Fear Is a Bucket By the Rain Spout

Linda Dove

 

It sits empty without weather. It learns
to wait, its metal a hole of slack.
Then it storms, and
it fills.
The sound gusts through
every odd chance.
To answer it, you find whatever words
that you must say out loud—
or die—
because the bucket has put them in you.
It turns its glare soft with water,
the blue of something big on its surface.
Its clouds, its birds, are brief.
They are tricks of the eye.
The dead bee
is real, a vain floater.
The pail holds this pollen-bit speck
against sky and damps
the buzz.
Somewhere a dance.
Somewhere soon a darkening,
moonlight
that falls on the day’s accident
and strips the sodden wings
to tongues.

 

***

Linda Dove holds a Ph.D. in Renaissance literature and teaches college writing.
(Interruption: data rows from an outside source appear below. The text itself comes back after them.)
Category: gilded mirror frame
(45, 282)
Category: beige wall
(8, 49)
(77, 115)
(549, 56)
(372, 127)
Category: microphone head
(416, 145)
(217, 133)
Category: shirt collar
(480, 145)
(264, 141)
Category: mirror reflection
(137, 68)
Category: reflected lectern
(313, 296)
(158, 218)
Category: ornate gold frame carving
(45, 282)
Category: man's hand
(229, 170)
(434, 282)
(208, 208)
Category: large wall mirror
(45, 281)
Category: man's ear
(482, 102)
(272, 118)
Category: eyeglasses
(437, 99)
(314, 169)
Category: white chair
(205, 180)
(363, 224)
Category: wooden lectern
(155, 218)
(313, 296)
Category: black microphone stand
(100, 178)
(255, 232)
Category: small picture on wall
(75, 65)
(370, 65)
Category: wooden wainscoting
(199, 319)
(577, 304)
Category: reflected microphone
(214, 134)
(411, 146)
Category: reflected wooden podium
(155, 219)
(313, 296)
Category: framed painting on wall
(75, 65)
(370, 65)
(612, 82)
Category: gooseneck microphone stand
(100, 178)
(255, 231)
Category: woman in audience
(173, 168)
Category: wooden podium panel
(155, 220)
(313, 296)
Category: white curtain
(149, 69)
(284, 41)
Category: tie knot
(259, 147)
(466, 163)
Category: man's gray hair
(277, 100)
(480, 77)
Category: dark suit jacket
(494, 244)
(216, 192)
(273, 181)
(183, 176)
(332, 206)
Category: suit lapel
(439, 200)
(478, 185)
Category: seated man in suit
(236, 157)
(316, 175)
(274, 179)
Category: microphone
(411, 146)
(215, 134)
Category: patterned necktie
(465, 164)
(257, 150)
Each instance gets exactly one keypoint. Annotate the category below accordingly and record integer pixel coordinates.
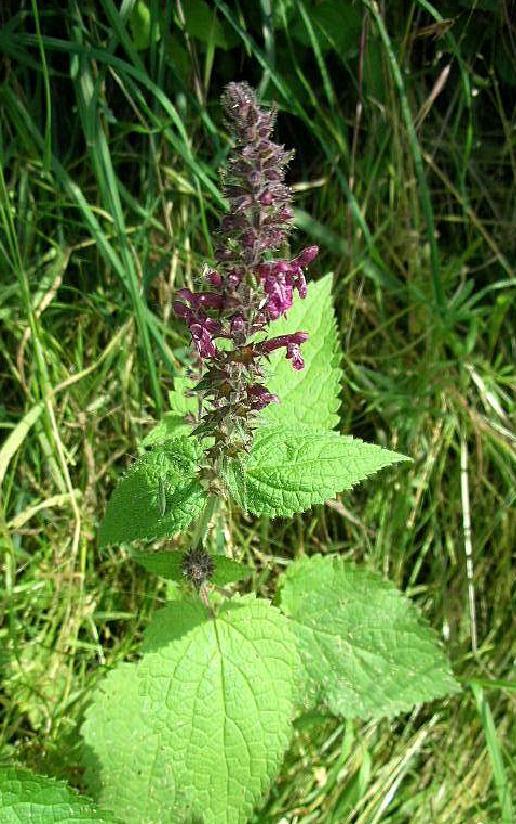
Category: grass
(404, 175)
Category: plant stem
(202, 526)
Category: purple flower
(260, 396)
(249, 289)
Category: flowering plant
(196, 729)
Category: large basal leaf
(290, 469)
(26, 798)
(170, 565)
(224, 695)
(127, 764)
(309, 396)
(366, 650)
(197, 729)
(158, 496)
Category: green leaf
(26, 798)
(158, 496)
(309, 396)
(173, 423)
(290, 469)
(127, 764)
(337, 24)
(211, 705)
(169, 565)
(366, 650)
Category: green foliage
(365, 648)
(289, 469)
(202, 22)
(173, 422)
(169, 565)
(309, 396)
(126, 762)
(158, 496)
(337, 24)
(140, 25)
(218, 696)
(26, 798)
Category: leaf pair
(199, 726)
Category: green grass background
(111, 136)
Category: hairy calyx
(230, 315)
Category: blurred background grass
(402, 116)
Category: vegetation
(111, 138)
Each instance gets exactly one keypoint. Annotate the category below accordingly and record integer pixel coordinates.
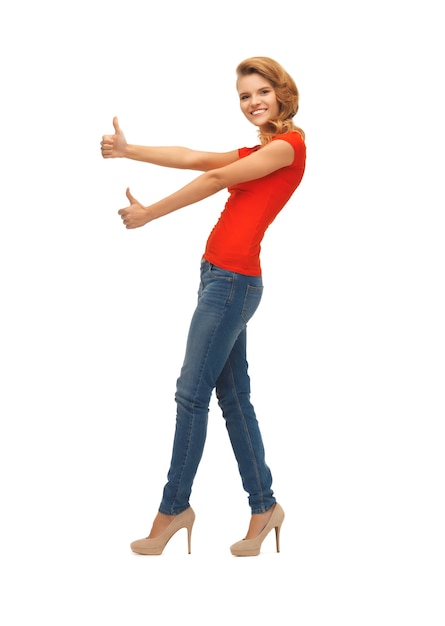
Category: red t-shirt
(235, 241)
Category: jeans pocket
(251, 301)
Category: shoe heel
(189, 538)
(277, 536)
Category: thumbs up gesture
(113, 146)
(134, 215)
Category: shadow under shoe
(252, 547)
(156, 545)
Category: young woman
(260, 181)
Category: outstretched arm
(116, 146)
(272, 157)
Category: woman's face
(258, 101)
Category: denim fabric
(215, 359)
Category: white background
(346, 351)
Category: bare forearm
(179, 157)
(175, 156)
(202, 187)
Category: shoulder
(293, 137)
(294, 140)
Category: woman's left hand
(135, 215)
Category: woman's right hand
(113, 146)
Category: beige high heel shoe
(156, 545)
(252, 547)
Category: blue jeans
(216, 359)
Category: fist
(113, 146)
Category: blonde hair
(286, 92)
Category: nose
(256, 98)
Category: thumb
(130, 197)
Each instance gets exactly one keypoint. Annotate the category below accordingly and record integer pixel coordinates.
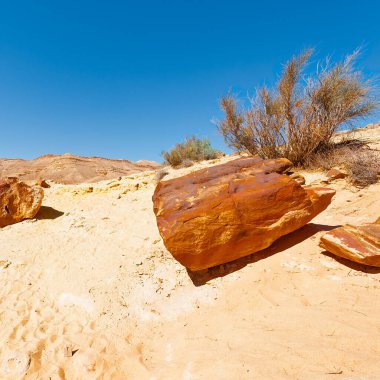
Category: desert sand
(88, 291)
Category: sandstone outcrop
(18, 201)
(70, 169)
(356, 243)
(228, 211)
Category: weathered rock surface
(335, 173)
(299, 178)
(225, 212)
(357, 243)
(71, 169)
(18, 201)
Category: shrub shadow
(199, 278)
(352, 264)
(47, 212)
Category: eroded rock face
(357, 243)
(18, 201)
(225, 212)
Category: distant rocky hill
(71, 169)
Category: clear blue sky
(128, 79)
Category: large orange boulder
(18, 201)
(219, 214)
(355, 243)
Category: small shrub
(192, 150)
(361, 163)
(300, 117)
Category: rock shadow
(199, 278)
(352, 264)
(47, 212)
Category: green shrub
(192, 150)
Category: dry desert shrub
(361, 163)
(192, 150)
(300, 117)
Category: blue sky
(128, 79)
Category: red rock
(335, 173)
(299, 178)
(225, 212)
(18, 201)
(356, 243)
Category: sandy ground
(91, 276)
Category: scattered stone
(219, 214)
(16, 364)
(356, 243)
(68, 351)
(4, 264)
(18, 201)
(335, 173)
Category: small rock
(4, 264)
(16, 363)
(356, 243)
(68, 351)
(335, 173)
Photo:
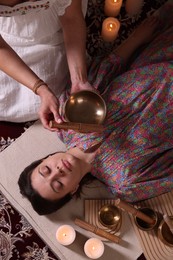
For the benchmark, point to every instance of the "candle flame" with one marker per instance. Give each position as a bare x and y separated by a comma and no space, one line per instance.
111,27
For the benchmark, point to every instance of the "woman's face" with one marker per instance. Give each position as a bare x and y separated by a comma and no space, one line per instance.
56,176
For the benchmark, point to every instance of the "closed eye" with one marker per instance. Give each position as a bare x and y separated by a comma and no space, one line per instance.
56,186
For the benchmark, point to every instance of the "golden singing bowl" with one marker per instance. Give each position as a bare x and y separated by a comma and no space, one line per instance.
164,233
110,215
85,107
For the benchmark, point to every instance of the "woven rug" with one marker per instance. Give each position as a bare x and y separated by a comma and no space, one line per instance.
18,239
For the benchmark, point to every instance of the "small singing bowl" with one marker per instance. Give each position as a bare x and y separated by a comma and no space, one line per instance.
141,224
109,216
85,107
164,233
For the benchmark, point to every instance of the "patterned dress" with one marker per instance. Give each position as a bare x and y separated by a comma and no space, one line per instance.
135,157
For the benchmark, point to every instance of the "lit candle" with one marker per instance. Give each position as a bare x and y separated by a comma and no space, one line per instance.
133,7
94,248
110,28
65,235
112,7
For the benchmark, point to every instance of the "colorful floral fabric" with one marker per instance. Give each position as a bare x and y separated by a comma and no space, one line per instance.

She is also an award-winning poet, and her books include, In Defense of Objects (2009), O Dear Deer, (2011), This Too (2017), and the scholarly collection of essays, Women, Writing, and the Reproduction of Culture in Tudor and Stuart Britain (2000). Poems have been nominated for a Pushcart Prize and the Robert H. Winner Award from the Poetry Society of America. She lives with her human family, two Jack Russell terriers, and three backyard chickens in the foothills east of Los Angeles, where she serves as the faculty editor of MORIA Literary Magazine at Woodbury University.